Don’t just stick to what you’ve been doing in high school either! Part of keeping your door open is keeping an open mind. While continuing to pursue a long-time passion is a great way to smooth any transition, I’ve found that there’s no better way to get your mind off of the stress that comes with a new environment than to try something completely new.

Speaking of your inbox, keep up with the events on campus. In the past few weeks alone, I have had the privilege of listening to speaker after magnificent speaker as they crushed societal norms by discussing difficult and important issues. I’ve heard men and women recount their struggles with racism and homophobia and describe how they managed to break down barriers that were fueled by their silence.

Most importantly, I’ve had the opportunity to participate in talk backs, where groups of students reflected on a speaker’s topic through their own unique lenses. I have had more interesting conversations with my classmates in one week than I’ve had in my 18 prior years, and I know that you will have plenty of your own if you go looking for them.


One of the most jarring parts of entering a new environment is the move away from familiarity. It doesn’t matter if you live 2000 miles or 20 minutes away, homesickness is a fickle mistress.

While it is essential to stay on campus as long as possible to help kick-start your new college career, it doesn’t hurt to keep in touch with the people who are already close to you. A good conversation with someone who cares will help fight some of the loneliness that makes you want to go home in the first place.
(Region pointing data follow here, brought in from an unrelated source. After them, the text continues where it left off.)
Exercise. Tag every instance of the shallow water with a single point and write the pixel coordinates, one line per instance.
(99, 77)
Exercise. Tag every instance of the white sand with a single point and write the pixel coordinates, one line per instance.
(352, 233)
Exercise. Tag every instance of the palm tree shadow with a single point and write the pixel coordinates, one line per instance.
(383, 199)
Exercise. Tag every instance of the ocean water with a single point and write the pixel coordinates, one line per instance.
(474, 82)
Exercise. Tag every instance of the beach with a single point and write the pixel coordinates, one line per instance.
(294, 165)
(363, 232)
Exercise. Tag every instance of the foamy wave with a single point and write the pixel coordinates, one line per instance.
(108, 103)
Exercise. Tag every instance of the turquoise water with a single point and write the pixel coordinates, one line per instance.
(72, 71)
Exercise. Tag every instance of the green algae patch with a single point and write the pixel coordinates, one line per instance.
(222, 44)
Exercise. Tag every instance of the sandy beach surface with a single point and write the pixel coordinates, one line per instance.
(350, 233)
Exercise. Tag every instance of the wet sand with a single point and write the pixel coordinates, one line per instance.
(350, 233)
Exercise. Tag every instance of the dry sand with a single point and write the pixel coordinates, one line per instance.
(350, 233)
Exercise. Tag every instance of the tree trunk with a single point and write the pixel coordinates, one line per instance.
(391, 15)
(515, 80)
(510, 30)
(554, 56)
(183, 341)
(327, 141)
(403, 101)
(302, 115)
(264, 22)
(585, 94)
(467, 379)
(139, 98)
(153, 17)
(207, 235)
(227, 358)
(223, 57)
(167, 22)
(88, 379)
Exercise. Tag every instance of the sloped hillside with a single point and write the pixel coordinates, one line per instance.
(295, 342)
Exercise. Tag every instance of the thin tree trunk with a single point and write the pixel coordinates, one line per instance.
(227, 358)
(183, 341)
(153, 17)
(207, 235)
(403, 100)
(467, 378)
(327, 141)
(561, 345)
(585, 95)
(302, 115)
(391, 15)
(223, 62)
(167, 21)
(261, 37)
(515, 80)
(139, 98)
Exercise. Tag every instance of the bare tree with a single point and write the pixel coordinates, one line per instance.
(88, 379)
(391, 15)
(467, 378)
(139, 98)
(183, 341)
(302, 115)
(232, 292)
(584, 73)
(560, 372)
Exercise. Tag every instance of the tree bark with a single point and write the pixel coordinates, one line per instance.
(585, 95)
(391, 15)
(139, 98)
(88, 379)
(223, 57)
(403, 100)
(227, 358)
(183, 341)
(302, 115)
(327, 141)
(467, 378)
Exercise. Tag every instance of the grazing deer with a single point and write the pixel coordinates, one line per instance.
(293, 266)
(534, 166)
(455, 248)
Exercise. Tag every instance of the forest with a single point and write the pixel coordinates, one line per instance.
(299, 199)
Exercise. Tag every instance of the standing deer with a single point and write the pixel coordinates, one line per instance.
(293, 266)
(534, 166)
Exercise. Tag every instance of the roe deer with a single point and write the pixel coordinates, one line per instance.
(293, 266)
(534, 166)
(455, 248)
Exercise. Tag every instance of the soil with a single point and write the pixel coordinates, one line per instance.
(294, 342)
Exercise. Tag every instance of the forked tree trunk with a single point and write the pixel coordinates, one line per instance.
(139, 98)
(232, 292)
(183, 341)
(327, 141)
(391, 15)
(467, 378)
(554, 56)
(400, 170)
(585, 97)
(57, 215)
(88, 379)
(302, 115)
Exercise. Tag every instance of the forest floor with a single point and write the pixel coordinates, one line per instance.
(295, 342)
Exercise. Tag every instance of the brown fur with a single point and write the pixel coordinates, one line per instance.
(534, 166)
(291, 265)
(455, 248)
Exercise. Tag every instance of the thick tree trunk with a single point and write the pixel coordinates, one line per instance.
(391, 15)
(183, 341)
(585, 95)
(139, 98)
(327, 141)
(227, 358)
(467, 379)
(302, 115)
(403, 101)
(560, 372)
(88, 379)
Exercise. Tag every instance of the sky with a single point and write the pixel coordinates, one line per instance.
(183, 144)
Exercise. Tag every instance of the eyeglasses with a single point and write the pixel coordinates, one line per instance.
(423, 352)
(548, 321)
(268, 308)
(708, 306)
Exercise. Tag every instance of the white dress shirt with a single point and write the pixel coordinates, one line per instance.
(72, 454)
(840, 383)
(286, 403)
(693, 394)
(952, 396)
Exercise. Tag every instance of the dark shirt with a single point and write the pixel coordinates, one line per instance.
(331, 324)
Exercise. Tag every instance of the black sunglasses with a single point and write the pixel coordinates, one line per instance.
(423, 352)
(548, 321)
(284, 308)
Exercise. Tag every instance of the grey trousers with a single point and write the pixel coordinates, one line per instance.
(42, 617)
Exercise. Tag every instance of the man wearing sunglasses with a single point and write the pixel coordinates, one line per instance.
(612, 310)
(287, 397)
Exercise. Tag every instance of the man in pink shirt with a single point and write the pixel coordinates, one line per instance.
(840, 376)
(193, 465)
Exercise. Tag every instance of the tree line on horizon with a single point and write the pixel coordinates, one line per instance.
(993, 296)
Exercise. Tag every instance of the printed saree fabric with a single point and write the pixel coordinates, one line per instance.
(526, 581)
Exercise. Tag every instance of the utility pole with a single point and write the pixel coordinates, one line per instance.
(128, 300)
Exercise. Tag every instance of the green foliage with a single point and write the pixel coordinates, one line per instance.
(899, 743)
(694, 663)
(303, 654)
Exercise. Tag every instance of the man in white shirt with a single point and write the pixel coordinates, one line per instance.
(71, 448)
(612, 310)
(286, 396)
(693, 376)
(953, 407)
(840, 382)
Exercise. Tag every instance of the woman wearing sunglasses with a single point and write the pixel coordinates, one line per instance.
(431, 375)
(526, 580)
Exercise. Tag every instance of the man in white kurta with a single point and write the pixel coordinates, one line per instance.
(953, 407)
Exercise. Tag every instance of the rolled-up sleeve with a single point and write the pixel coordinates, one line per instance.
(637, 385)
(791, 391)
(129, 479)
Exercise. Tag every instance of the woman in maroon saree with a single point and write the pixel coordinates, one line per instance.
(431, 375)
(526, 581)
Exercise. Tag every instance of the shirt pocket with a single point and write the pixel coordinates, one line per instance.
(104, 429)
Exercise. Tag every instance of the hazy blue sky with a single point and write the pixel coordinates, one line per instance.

Set up a time early on (I like to do it about once a week) to chat with the people closest to you –your family, your friends, your S.O., whatever floats your boat. Getting a schedule in place quickly will help stop you from drifting apart as the semester progresses. Just don’t spend too much time dwelling on your past relationships!

Make sure you’re engaging with your new classmates. College is where you’re going to find the most diverse, intelligent, creative, and just plain awesome people you will ever meet. Talk to them, eat lunch with them, learn from them. Remember, everyone you meet has gone through, or is currently going through, the same thing as you.


College is inherently a uniquely personal experience. It’s a time to figure out what we really want to do with our lives and to set stepping stone goals to achieve our dreams (hint hint). Use some of that soul-searching to check in on your emotional state. In fact, take a minute to check in with yourself right now. Breathe. What’s going on in your head? Are you exuberant, depressed, anxious?

Dr. James Bray, a professor at the Baylor College of Medicine has said that “it’s important to recognize these feelings and not just suffer in silence.” One of the highest priority tasks on your to-do list is to schedule self-care into your day.

A good way to do that is to exercise. Join a sports team, either varsity or intramural will do, or a PE class with a new friend; pals that sweat together, stay together. If you’re not super sporty, I’ve found that a walk around campus has much the same effect, with the added bonus of helping you get used to your new environment. As we all know, physical activity releases endorphins, so even if you hate it while you’re doing it, movement will make you feel better in the long run.

If you’re spiritual, find some small interval of time in which you can really reconnect with your faith. We have many incredible religious leaders and groups on campus, including our recently welcomed new rabbi, Audrey Marcus Berkman! A transition period like this is a great time to pick up those good habits that you’ve been meaning to implement. Keeping yourself checked into your environment will help you to succeed both academically and socially, not only in your first year but also throughout your time in college.

With these tips in mind, go forth and make your marks, 2020s! These first couple weeks are but the tip of your college iceberg. Stay classy and confident in yourselves, and you are certain to shine.